As our wallets feel the squeeze at the grocery store and the gas pump, it’s easy to be misled by pundits providing convenient scapegoats like a “red-hot labor market” and rising wages. They say that because unemployment is so low, workers have had the upper hand over employers, increased their wages, and contributed to inflation. Yesterday, the Federal Reserve seemed to follow this line of thinking in its decision to slow the economy down by raising interest rates by half a percentage point.
Needless to say, the problem with our economy is not actually that working people are making too much money. Instead, to find the real culprit for inflation, look no further than corporate greed. As we’ve outlined in the past, corporations have used the cover of pandemic-related global supply chain issues to raise prices over and above what would be necessary to make up for increased production costs, fanning the flames of inflation.
This week, we’re shining a spotlight on the real causes of inflation and what the real solutions should be: taxes.
Corporate profits have contributed disproportionately to inflation. How should policymakers respond? by Josh Bivens
In a new report for the Economic Policy Institute, Josh Bivens analyzed pricing data to better understand what’s really driving inflation. What he found was stunning – over half (53.9%) of the increase in consumer prices is attributable to fatter corporate profits. Higher labor costs, on the other hand, explain just 7.9% of recent inflation. This throws the mainstream economist blame game for inflation – the “red-hot labor market” and ensuing higher labor costs – out the window.
I Listened In on Big Business. It’s Profiting from Inflation, and You’re Paying for It. by Lindsay Owens
You might think that corporations would be coy about the fact that they are using the cover of inflation to engage in profiteering. Think again! Lindsay Owens and her team at the Groundwork Collaborative listened in on hundreds of earnings calls between companies and their shareholders and found that executives have been openly bragging about their price-gouging strategies. It’s true that companies have suffered from pandemic-related global supply chain issues, but they’ve used this and the general hype over inflation as cover to raise prices over and above what would be necessary to make up for increased production costs. It’s no wonder then that corporate profits are at a 70-year high.
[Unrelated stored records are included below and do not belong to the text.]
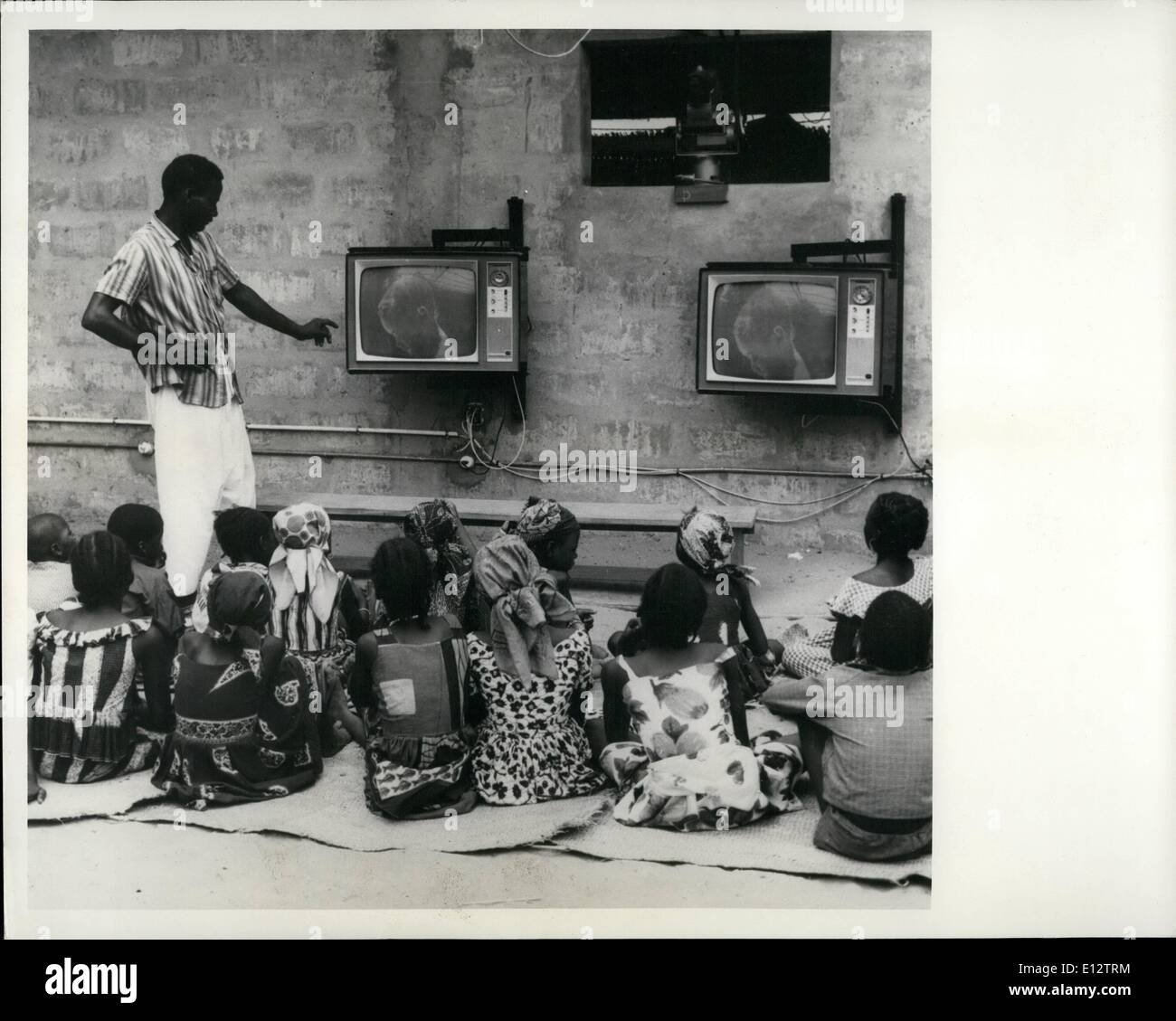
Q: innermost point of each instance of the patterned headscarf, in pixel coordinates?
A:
(300, 564)
(542, 519)
(434, 526)
(707, 540)
(240, 599)
(507, 572)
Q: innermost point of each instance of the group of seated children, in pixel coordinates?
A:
(467, 673)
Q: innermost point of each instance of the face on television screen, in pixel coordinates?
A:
(418, 313)
(774, 331)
Inflation is at a 40-year high. The Fed announced these aggressive moves to fight it by Paul Davidson
Yesterday, the Federal Reserve announced that it would raise its key short-term interest rate by half a percentage point – its largest hike since 2000 – in an effort to slow down an “overheated” economy and fight inflation. While this may be the “standard” solution for inflation, it’s not going to do anything to tackle the corporate greed and profiteering that is driving it. What it does do, however, is make it more expensive for regular Americans to borrow money, a decision that will hurt, not help, those already bearing the brunt of inflation.
When inflation is high, Warren Buffett says the best thing you can do is ‘be exceptionally good at something’ by Nicolas Vega
In yet another reminder that the billionaires who are profiting the most from the way our economy is currently structured are out of touch, Warren Buffett recently told investors at a 2022 Berkshire Hathaway shareholders meeting that the best way to protect yourself against inflation is to sharpen your skills and “be exceptionally good at something.” If Buffett is trying to imply that he believes that fighting inflation amounts to nothing more than a personal responsibility, we wholeheartedly disagree. Fighting inflation is a collective responsibility and, in order to effectively tackle it, we need to put pressure on lawmakers to tax corporations and their excess profits.